Smurfit Kappa strengthens capital structure

10 July 2009


Smurfit Kappa Group (SKG) has strengthened its capital structure after gaining the consent of lenders to amend to its Senior Credit Facility Agreement.

Deutsche Bank, which is acting as agent for SKG’s lenders, has received consents to the proposed amendments from more than 98 per cent of lenders, which exceeds the 66.6 per cent figure that was the required acceptance level.

The principal requested amendments include extending the maturity of the group’s current €600 mn Revolving Credit Facility (bank overdraft) by one year to 2013; raising longer dated bonds as and when market conditions are attractive; and increasing the existing headroom under leverage and interests cover covenants from Q3 2009 to Q2 2012.

The company says the move will strengthen its capital structure in light of the ongoing uncertainty of the global economic environment, and reflects the recent improvement in credit markets.

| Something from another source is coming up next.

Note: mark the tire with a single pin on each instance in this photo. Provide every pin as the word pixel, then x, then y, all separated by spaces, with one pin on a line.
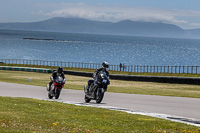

Smurfit Kappa Group’s chief financial officer, Mr Ian Curley, says: “We are pleased to have completed the amendments to our Senior Credit Facility within the expected timeframe and costs.

"These initiatives form part of an ongoing process of effective capital management. The proposed amendments provide SKG with significantly enhanced financial flexibility, to focus on delivering industry leading operating performance and maximising free cash flow generation for continued net debt reduction.”